Я сама видела, как они шли по Невскому. Студенты, студенты, студенты, все в католическую церковь. Я сидела тогда в карете перед магазином Алпатова, где мама покупала чай.
Это была странная выходка, на трезвый взгляд даже довольна безобразная. Наши студенты хорошо делали, что сближались с товарищами, но что служили они панихиду по убиенным полякам, — было бы натяжкой, если бы не было демонстрацией; а на демонстрацию можно бы было найти и другой случай, — их было довольно.
Правительство смолчало, тогда, сорвало гнев свой на одном Андрюше, да несколько поляков было взято[2]. А наши студенты не удовольствовались своим пилигримством. Они еще письменно изложили свой подвиг, и скрепили своими именами. Но вот как все было, — ведь все стушевывается временем, забывается, лучше же рассказать, что еще помнится.
Студенты ходили служить панихиду[3], должно быть, в средине марта 1861 года. Помню, что день был чудесный и что их шло очень много и что это было часу в третьем, в самый разгар гулянья. В церкви они пели польский гимн.

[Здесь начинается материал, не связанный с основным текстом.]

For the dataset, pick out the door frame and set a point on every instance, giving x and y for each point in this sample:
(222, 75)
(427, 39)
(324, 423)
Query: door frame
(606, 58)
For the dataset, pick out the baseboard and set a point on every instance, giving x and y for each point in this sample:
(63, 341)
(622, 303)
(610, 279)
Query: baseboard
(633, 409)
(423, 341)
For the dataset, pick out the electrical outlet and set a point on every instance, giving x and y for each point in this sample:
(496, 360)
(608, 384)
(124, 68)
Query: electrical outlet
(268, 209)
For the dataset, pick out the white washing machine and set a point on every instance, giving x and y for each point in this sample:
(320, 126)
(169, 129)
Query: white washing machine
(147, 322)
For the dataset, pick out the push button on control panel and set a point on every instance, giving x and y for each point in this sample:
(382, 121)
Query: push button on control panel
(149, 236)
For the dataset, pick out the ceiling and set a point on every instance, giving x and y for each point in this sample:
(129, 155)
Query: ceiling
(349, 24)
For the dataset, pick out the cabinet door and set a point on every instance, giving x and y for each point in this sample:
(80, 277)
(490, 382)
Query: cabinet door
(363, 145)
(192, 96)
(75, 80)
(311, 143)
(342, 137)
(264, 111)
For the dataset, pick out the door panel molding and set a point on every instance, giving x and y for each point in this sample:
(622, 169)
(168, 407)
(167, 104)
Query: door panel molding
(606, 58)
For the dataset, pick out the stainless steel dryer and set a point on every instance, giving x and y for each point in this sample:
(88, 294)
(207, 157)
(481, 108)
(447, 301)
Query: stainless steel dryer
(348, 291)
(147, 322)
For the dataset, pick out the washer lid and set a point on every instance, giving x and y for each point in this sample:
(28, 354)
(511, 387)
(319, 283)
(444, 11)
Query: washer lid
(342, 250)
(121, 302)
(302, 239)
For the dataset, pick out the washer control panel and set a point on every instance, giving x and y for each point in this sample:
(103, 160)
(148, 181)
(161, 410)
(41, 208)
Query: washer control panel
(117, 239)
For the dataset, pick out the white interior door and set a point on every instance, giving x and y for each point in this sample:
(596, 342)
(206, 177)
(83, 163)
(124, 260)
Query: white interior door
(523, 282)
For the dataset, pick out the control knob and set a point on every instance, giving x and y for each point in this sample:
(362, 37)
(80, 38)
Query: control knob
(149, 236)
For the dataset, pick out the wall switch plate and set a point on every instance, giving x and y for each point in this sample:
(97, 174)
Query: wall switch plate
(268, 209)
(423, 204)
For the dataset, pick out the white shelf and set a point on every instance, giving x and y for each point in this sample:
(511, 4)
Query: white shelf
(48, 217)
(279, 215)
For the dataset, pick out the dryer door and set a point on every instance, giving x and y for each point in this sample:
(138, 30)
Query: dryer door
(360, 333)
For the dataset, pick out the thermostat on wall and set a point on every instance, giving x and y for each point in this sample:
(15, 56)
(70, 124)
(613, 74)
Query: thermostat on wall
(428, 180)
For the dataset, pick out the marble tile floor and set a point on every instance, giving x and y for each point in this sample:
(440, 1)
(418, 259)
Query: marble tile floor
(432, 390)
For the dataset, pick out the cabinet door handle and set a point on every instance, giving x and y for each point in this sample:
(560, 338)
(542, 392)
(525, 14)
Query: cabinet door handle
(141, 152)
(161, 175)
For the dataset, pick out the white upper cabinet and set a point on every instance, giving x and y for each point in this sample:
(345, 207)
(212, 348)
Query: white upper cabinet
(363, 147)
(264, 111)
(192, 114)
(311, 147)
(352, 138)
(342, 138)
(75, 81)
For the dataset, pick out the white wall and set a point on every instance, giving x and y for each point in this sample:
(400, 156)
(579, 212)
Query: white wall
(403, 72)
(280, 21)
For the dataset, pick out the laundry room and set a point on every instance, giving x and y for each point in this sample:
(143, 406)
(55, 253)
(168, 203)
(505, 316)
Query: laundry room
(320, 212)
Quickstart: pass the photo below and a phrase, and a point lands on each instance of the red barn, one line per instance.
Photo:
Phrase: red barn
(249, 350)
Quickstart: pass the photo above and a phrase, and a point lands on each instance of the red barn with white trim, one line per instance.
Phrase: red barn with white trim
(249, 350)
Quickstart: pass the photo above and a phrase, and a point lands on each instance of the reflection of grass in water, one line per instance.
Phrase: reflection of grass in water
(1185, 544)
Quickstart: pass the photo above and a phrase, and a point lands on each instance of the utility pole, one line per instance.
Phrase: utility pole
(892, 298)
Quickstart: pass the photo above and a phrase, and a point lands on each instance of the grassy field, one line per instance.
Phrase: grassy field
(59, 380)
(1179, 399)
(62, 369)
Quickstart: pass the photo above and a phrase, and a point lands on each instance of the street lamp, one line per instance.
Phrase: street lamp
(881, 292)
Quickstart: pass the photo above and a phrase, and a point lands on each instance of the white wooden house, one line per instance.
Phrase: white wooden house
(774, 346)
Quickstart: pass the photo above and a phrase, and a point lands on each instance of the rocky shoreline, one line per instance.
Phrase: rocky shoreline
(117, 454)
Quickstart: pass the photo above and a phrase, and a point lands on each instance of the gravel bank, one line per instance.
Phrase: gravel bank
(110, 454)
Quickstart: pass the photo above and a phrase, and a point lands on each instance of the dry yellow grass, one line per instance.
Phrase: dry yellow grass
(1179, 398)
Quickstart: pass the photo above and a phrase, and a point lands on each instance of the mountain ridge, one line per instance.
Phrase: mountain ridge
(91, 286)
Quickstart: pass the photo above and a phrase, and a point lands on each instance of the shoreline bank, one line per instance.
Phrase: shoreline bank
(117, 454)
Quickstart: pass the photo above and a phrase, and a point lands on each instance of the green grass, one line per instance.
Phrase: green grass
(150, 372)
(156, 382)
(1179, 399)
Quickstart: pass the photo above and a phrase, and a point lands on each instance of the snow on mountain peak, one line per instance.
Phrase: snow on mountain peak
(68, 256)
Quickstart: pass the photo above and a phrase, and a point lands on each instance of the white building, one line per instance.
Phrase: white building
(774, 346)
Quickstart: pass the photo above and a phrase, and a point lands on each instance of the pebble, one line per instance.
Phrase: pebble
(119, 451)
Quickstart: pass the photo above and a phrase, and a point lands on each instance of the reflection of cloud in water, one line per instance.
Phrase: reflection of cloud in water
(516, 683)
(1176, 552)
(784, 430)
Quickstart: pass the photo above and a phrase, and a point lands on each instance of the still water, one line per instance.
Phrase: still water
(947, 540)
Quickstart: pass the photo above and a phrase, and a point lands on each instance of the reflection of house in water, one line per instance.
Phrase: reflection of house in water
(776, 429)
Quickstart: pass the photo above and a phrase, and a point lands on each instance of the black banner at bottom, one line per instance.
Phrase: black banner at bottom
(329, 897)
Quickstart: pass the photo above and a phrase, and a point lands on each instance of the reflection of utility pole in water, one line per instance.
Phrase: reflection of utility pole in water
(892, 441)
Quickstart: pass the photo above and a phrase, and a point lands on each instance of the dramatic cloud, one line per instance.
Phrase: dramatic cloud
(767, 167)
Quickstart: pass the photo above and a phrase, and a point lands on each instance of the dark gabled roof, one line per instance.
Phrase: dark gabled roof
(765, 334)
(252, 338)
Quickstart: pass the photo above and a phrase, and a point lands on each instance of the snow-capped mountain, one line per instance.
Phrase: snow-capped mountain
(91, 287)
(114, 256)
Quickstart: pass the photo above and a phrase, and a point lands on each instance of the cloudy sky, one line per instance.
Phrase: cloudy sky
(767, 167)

В их числе было несколько кадет. Один полковник вошел в церковь и, увидав, что там: происходит, и заметив кадет, принялся записывать их имена. Студенты ловким маневром укрыли собой кадет и, став между ними и полковником, теснили его помаленьку, и вытеснили, наконец, на паперть и с паперти; он, говорят, упал, или чуть не упал (уж я теперь не помню) на улицу. Конечно, все это не обошлось без крупных слов, на полковник уехал, не записав никого.

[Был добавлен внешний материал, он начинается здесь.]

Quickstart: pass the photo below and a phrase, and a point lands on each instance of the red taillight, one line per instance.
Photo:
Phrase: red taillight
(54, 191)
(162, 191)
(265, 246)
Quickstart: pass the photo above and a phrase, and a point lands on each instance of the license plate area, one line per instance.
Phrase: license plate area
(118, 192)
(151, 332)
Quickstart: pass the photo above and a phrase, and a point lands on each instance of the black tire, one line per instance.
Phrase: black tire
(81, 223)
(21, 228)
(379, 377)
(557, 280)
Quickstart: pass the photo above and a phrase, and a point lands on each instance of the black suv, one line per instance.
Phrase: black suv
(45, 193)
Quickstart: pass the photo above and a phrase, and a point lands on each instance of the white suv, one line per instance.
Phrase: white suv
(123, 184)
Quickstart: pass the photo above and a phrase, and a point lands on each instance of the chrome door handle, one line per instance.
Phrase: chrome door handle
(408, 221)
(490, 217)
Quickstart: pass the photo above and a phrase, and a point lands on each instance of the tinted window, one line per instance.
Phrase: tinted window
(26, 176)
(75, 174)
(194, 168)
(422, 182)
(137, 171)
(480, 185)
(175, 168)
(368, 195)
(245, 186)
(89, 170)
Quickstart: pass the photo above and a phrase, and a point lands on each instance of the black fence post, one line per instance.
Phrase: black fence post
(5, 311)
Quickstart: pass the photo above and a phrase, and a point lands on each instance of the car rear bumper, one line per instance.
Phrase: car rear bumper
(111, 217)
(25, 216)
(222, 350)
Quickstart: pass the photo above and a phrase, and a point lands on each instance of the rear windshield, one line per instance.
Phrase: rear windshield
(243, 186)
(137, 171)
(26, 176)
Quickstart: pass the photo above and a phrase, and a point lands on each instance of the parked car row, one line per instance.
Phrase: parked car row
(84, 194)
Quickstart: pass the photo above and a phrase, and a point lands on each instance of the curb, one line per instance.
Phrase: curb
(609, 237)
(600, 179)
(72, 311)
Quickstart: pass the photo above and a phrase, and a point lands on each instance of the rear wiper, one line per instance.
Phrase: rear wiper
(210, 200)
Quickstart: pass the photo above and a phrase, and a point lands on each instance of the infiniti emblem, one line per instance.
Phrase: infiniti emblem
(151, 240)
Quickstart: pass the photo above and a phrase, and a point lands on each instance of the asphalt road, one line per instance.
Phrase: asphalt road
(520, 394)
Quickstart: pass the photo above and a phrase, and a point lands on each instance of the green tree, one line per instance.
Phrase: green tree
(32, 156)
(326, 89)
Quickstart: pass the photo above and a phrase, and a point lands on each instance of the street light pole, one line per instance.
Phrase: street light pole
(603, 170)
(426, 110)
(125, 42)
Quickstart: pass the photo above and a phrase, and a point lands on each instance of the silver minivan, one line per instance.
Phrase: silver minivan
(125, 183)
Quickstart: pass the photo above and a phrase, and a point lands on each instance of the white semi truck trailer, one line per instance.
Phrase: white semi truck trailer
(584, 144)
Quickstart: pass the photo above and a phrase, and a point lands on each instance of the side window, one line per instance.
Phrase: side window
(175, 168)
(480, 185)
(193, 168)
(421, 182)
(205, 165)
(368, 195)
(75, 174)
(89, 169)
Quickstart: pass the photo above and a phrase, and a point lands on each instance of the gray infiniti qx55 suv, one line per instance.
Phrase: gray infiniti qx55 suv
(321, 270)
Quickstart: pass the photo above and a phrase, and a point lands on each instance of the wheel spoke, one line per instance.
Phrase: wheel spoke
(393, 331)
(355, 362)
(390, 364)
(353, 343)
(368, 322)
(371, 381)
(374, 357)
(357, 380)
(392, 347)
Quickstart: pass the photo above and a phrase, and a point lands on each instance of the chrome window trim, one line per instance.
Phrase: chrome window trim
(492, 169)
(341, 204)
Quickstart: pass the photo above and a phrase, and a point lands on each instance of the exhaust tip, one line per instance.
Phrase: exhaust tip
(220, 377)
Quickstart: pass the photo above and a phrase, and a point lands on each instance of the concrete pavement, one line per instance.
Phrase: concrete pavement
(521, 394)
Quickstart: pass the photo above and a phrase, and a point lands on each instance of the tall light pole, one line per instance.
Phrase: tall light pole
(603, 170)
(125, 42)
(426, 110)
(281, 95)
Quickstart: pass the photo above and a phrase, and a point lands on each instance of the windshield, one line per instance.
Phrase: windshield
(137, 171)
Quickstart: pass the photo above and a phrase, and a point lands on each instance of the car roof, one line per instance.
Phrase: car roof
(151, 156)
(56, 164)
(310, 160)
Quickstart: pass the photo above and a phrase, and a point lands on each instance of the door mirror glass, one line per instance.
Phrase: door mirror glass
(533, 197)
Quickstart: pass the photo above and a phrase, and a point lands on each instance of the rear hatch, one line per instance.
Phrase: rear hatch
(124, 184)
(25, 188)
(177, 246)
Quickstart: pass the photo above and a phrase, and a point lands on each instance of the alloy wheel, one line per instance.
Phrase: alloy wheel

Вечером мы были у Ливотовой. Там только и говорилось, что о подвиге студентов. Кто этот полковник? В «Колокол» его! Подавайте нам его имя! — кричали самые горячие. Но имен никто не подал, и горячие кипятились понапрасну.
Что такое это было? Слышите этот восторг, это одобрение всего, что сделали студенты, негодование против полковника и нынешнее негодование тех же самых людей против Маши Михаэлис, бросившей букет Чернышевскому. И это не единственный пример поощрения старшим поколением молодого поколения. И ему ли теперь отрекаться от своего произведения, от своих собственных детей, незаконных, может быть, но все же своих, и сваливать все на поляков. Или оттого старое поколение и отрекается от молодого, что оно незаконное? Полноте, ведь это грех юности. И кто господу не грешен, царю не виноват!
Про царя я вспомнила, ей-богу, вам не в упрек.
Среда, 26 августа.
Вчера, в проливной дождь и совершенно неожиданно приезжали Лавровы. Мы им весьма и весьма обрадовались. Они привезли «Небожественную Комедию» Красинского, и Лавров ее прочитал. У него она в рукописи переведена, не знаю, кем, для «Заграничного Вестника», но, вероятно, не пройдет цензуру. Не то, чтобы направление в ней было нецензурно, но слова иные нецензурные, а из песни слова не выкинешь. Красинский — мессианист, и свое направление дал и драме. Эта драма — борьба 1848 года, представленная чрезвычайно фантастически. Вообще во всем произведении сила фантазии изумительна и чрезвычайно изящна.